MAQS (formic acid) is useful in Georgia during the cooler months when temperatures are reliably in the 50 to 85 degree range. In summer, Georgia temperatures frequently exceed 85 degrees, pushing MAQS outside its safe application window. Restrict MAQS to October through April in most of the state.
OAV should be used whenever you can find or create a broodless period. For most Georgia beekeepers, this means using OAV during the coldest stretch of winter when the queen has naturally paused. Some beekeepers create an artificial broodless period by caging the queen for 24 days in late summer, then applying OAV three times, five days apart. This approach, called an artificial brood break, is more labor intensive but can be very effective.
Thymol products (Apiguard, Api Life Var) work best when ambient temperatures are between 60 and 105 degrees Fahrenheit. Georgia's fall, winter, and spring offer suitable temperatures for thymol-based treatments, making these a reasonable rotation option.
Summer Management in Georgia
Georgia summers are the hardest time for varroa management. Heat limits formic acid. Honey supers are often on, restricting Apivar. Mite populations are building through the long brood season. This combination creates peak mite pressure exactly when the fewest treatment options are available.
Options for summer management:
- Monitor closely. Count every 4 weeks from April through September.
- Use MAQS in May and June before temperatures exceed 85 degrees reliably.
- Consider splitting active hives to create temporary brood breaks in the queenless portions.
- If counts exceed threshold in July or August with supers on, remove supers, treat with Apivar, and replace supers after the treatment course.
The decision to pull supers for summer treatment is a real revenue tradeoff. Calculate the value of the honey you would harvest against the cost of colony losses from untreated mite levels. In most cases, treating and losing a few weeks of production is far less costly than losing the colony entirely before fall.
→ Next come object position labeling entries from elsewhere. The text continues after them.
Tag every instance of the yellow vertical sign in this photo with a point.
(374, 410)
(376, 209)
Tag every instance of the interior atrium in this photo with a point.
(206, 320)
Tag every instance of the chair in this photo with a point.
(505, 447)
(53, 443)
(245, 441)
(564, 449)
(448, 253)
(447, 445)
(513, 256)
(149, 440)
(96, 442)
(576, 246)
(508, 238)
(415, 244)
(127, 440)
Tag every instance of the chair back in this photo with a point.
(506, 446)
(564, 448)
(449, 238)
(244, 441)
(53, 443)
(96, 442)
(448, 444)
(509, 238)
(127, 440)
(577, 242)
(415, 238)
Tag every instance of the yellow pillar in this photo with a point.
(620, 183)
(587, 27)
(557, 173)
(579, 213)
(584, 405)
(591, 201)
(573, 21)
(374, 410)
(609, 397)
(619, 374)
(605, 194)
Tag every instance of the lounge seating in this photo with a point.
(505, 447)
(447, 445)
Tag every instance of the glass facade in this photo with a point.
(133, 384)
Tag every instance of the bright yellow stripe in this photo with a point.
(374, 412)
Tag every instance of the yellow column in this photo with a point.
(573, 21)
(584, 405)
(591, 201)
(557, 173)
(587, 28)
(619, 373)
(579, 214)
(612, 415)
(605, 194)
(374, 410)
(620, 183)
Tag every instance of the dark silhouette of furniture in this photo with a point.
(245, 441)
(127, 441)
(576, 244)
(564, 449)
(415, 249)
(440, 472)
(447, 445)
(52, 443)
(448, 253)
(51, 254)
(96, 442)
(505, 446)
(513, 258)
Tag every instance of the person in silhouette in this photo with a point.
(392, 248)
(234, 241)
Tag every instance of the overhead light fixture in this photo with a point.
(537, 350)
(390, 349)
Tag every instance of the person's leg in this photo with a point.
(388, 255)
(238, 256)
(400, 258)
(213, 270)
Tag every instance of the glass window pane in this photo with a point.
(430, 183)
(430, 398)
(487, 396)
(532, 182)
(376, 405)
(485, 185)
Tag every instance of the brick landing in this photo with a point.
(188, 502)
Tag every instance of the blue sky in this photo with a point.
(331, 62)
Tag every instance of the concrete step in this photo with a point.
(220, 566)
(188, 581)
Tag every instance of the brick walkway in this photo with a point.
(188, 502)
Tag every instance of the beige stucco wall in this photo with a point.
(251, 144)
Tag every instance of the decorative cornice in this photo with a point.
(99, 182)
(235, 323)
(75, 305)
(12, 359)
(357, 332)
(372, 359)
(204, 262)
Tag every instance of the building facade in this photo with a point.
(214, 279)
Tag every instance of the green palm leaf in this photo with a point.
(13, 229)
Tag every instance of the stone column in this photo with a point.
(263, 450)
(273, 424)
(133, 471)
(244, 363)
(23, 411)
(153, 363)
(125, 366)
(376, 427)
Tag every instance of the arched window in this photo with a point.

Record-Keeping for Year-Round Management
Georgia's year-round brood season means treatment events are spread across more months than a northern operation's records show. Tracking which products were used in which months is essential for maintaining a legitimate rotation program. Without records, it is easy to apply Apivar in fall, forget what you used in spring, and apply Apivar again because it is what is on the shelf.
VarroaVault's treatment history view shows you what was applied and when across the full calendar, making it straightforward to maintain a diversified rotation even in a 10-month management season. The treatment rotation planning guide offers a framework for adapting rotation schedules to the extended brood season in the Southeast.
Varroa and Southern Small Hive Beetles
Georgia beekeepers deal with small hive beetles (SHB) alongside varroa, and these pests interact in ways that compound management challenges. Weak colonies, including those weakened by high mite loads, are more vulnerable to SHB infestations. Keeping mite levels low is one of the best things you can do to maintain the colony strength that resists beetles.